To estimate the real vesicle diameter distribution in our study, we modelled the overall vesicle size distribution using the weighted contributions of coexisting vesicle subpopulations, optimizing the weighting by least-squares linear regression to fit the observed data. With equal probability of optical sectioning of a vesicle at any level, from base through center to apex, we assumed equal distribution of sin (φ) between −1 and +1 (Figure 1(a)). The resulting diameters of each section then correspond to 2 × cos (φ) scaled to the true vesicle diameter (D) as obtained through sectioning the vesicle center.

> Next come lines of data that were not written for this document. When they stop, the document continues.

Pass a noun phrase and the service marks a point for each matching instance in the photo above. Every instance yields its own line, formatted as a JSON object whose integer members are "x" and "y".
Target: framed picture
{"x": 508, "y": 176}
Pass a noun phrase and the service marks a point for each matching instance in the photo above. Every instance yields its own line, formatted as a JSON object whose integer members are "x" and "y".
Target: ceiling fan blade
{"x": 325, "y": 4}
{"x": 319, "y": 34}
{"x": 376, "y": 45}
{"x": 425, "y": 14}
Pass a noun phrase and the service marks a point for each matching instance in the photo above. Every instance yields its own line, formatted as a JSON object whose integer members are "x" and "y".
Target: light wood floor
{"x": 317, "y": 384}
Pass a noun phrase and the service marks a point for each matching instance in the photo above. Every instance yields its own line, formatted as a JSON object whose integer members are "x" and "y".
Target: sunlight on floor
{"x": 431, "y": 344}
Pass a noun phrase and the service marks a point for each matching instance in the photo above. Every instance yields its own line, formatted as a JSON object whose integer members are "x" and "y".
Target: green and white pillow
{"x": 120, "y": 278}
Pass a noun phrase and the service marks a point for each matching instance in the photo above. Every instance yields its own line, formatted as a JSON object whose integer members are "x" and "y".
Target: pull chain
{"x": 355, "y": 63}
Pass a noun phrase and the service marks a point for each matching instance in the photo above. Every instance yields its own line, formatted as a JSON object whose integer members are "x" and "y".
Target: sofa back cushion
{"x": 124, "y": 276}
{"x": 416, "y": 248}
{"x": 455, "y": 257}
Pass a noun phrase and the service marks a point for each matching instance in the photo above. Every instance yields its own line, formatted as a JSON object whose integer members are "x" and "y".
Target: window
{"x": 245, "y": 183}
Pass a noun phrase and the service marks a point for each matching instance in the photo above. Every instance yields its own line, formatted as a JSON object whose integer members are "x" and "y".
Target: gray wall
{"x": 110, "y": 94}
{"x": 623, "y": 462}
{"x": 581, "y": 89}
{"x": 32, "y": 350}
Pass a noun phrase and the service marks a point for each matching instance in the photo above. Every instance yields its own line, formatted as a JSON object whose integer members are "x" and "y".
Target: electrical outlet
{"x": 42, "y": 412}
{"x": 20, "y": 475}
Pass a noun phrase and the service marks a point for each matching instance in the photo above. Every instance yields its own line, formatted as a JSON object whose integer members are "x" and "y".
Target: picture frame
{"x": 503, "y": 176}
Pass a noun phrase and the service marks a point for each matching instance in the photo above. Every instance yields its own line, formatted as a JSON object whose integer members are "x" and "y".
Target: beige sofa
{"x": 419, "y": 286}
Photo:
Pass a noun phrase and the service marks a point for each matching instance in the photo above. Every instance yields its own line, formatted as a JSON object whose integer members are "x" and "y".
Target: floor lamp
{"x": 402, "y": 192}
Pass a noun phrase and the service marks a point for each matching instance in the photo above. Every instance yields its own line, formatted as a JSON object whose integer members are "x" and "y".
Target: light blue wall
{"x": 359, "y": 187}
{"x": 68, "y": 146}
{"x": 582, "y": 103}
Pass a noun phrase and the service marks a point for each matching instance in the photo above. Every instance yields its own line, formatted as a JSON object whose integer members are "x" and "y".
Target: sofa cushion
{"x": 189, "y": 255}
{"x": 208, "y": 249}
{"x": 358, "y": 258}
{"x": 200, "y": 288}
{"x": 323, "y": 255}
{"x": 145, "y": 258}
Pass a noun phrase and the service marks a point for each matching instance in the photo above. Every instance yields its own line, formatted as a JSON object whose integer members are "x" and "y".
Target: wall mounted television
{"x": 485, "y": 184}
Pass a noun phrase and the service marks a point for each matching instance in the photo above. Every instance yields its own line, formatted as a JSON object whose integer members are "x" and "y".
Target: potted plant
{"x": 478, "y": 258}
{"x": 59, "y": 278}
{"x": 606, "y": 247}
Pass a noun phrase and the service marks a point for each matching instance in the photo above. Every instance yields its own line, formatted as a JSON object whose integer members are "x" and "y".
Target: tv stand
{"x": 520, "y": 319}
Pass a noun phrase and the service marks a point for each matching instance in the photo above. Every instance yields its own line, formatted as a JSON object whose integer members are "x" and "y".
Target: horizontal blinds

For any given vesicle population with a uniform diameter, EM imaging is therefore predicted to yield a distribution of optical cross sections, which is negatively skewed with a maximum bin corresponding to the true vesicle diameter (Figure 1(b)). We used a template which assumes that all vesicles are optically sectioned with equal probability at 1-nm distances and which incorporates vesicle groups from 0 to 700 nm, in 25-nm-wide bins (Figure 1(b) to (e)). By weighting the contributions of each vesicle size group, we simulated a distribution that correlated well (linear regression R² > .95) with our raw data (Figure 1(e)). The solution of the problem closely resembles the approach described by Wicksell (1925) and is applicable to a size range of below one order of magnitude as in the present study. This simple approach may be easily followed using widely available spreadsheet software (e.g., Microsoft Excel; see Online Supplemental Material).

Results

DbH and NPY Expression and Coexpression at Light Microscope (Cellular) Level

Confocal imaging of WR as well as SHR brain sections revealed that the majority of neuropeptide Y releasing (NPY-expressing) neurons across all investigated N/E-ergic cell groups coexpress DbH. Viewed from the other perspective, the majority of N/E-ergic cell bodies in rostral NTS (A2 neurons), caudal ventrolateral medulla (A1 neurons), and RVLM (C1 neurones) coexpressed NPY (Figure 2(a) to (c), (e)). In contrast, the caudal part of the NTS contained more N/E-ergic and fewer NPY-ergic cells as compared with the rostral NTS (Figure 2(c)), resulting in a lower degree of colocalization in both rat strains (caudal 14.0 ± 1.0% versus rostral 95.1 ± 2.4% for WR; 14.4 ± 1.2% vs. 96.4 ± 0.8% for SHR; Figure 2(e)).

Figure 2.

DbH and NPY expression in brain areas containing N/E-ergic cell groups. (a) and (b) Representative confocal images of (DbH-ir (in red; left columns) and NPY-ir (in green; middle columns) at the level of caudal and rostral NTS, CVLM, RVLM, and LC in WR (a) and SHR (b). The overlaid red/green images (right hand columns) show the degree of colocalization (in yellow). Note the high density of NPY-positive but DbH-negative fibers and varicosities in the NTS and the LC in both rat strains. Scale bars 50 μm. (c) Average counts of cell bodies with DbH-ir only (red), NPY-ir only (green), and DbH–NPY colocalization (yellow) across the N/E-ergic brain areas in WR (left panel; n = 3) and SHR (right panel; n = 3). (d) Comparison of average numbers of DbH-ir cell bodies between WR (blue) and SHR (red) shows no significant differences between strains (p > .25, Student's unpaired t test, n = 3). (e) Comparison of the fraction of DbH-ir cells which coexpress NPY across N/E-ergic cell groups. A significant difference between WR (blue) and SHR (red) was found in the LC (***p < .01, Student's unpaired t test, n = 3 rats). CVLM = caudal ventrolateral medulla; DbH = dopamine-β-hydroxylase; DbH-ir = DbH-immunoreactivity; LC = locus coeruleus; NPY = neuropeptide Y; NPY-ir = NPY-immunoreactivity; NTS = nucleus tractus solitarii; RVLM = rostral ventrolateral medulla; SHR = spontaneously hypertensive rats; WR = Wistar rats.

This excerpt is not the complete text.